Thermal field emission cathodes are used in devices such as scanning electron microscopes, transmission electron microscopes, semiconductor inspection systems, and electron beam lithography systems as an electron source. In such devices, an electron source provides electrons, which are then guided into an intense, finely focused beam of electrons having energies within a narrow range. To facilitate formation of such a beam, the electron source should emit a large number of electrons within a narrow energy band. The electrons should be emitted from a small surface area on the source into a narrow cone of emission. Electron sources can be characterized by brightness, which is defined as the electron current divided by the real or virtual product of the emission area and the solid angle through which the electrons are emitted.
Electrons are normally prevented from leaving the atoms at the surface of an object by an energy barrier. The amount of energy required to overcome the energy barrier is known as work function of the surface. A thermionic emission electron source relies primarily on heat to provide the energy to overcome the energy barrier and emit electrons. Thermionic emission sources are not sufficiently bright for use in many applications.
Another type of electron source, a cold field emission source, operates at room temperature and relies on a strong electric field to facilitate the emission of electrons by tunneling through the energy barrier. A field electron source typically includes a narrow tip at which electrons leaves the surface and are ejected into surrounding vacuum. While cold field emission sources are much smaller and brighter than thermionic emission sources, cold field emission sources exhibit instabilities that cause problems in many applications.
Yet another type of electron source is referred to as a Schottky emission cathode or Schottky emitter. Schottky emitters use a coating on a heated emitter tip to reduce its work function. The coating typically comprises a very thin layer, such as a fraction of a monolayer, of an active metal. In Schottky emission mode, Schottky emitter uses a combination of heat and electric field to emit electrons, which appear to radiate from a virtual point source within the tip. With changes to the emitter temperature and electric field, the Schottky emitter will emit in other emission modes or combinations of emission modes. Schottky emitters are very bright and are more stable and easier to handle than cold field emitters. Because of their performance and reliability benefits, Schottky emitters have become a common electron source for modern electron beam systems.
FIG. 1 shows part of a conventional Schottky emitter 12 described in U.S. Pat. No. 5,449,968 to Terui et al. The Schottky emitter 12 is a portion of a thermal emission cathode as the FIG. 2 presents. The Schottky emitter 12 includes a filament 14 that supports and heats an emitter 16; the emitter 16 having an apex 22 from which the electrons are emitted; and a suppressor electrode 51 to prevent electrons emitting from position other than the apex 22. Heating current is supplied to filament 14 through electrodes 61 that are showed in FIG. 2. The Schottky emitter 12 typically operates with apex 22 at a temperature of approximately 1,800K. Emitter 16 is typically made from a single crystal of tungsten oriented in the <100>, <110>, <111>, or <310> direction. Emitter 16 could also be made of other materials, such as molybdenum, iridium, or rhenium. Emitter 16 is coated with a coating material to lower its work function. Such coating materials could include, for example, compounds, such as oxide, nitrides, and carbon compound, of zirconium, titanium, hafnium, yttrium, niobium, vanadium, thorium, scandium, beryllium, or lanthanum. For example, coating a (100) surface of tungsten with zirconium and oxygen lowers the work function of the surface from 4.5 eV to 2.8 eV. By reducing the energy required to emit electrons, the coating on the emitter 16 makes it a brighter electron source.
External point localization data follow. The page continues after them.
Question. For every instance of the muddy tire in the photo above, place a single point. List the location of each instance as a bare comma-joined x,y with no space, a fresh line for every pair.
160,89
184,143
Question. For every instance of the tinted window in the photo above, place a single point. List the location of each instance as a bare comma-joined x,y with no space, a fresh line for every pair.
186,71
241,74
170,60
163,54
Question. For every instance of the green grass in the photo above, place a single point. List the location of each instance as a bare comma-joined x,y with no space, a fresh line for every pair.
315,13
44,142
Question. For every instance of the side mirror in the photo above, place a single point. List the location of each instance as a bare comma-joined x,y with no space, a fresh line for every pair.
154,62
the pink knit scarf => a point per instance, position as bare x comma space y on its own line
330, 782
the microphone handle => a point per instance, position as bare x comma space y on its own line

At the high temperatures at which Schottky emitter 12 operates, the coating material tends to evaporate from emitter 16 and must be continually replenished to maintain the low work function at apex 22. A reservoir 28 of the coating material, with a shape as water drop on the emitter, is typically provided to replenish the coating on emitter 16. The material from reservoir 28 diffuses along the surface and through the bulk of emitter 16 toward apex 22, thereby continually replenishing the coating on the apex 22. At the Schottky emitter 12 operating temperature, not only the coating material on the emitter 16 and apex 22 evaporate, the coating material also evaporates directly from the reservoir 28, thus depleting it. The evaporation rate of the coating material in the reservoir increases exponentially with the temperature. Thus, the useful life of the reservoir depends upon the amount of material in the reservoir and its temperature.
When reservoir 28 is depleted, Schottky emitter 12 no longer functions properly, and it is necessary to shut down the electron beam system to replace the emitter 16 or the whole Schottky emitter unit 12. This process is time consuming and is costly. It is desirable, therefore, to extend the life of the reservoir 28 as much as possible, thereby extending the life of the emitter 16. The present invention addresses such a need.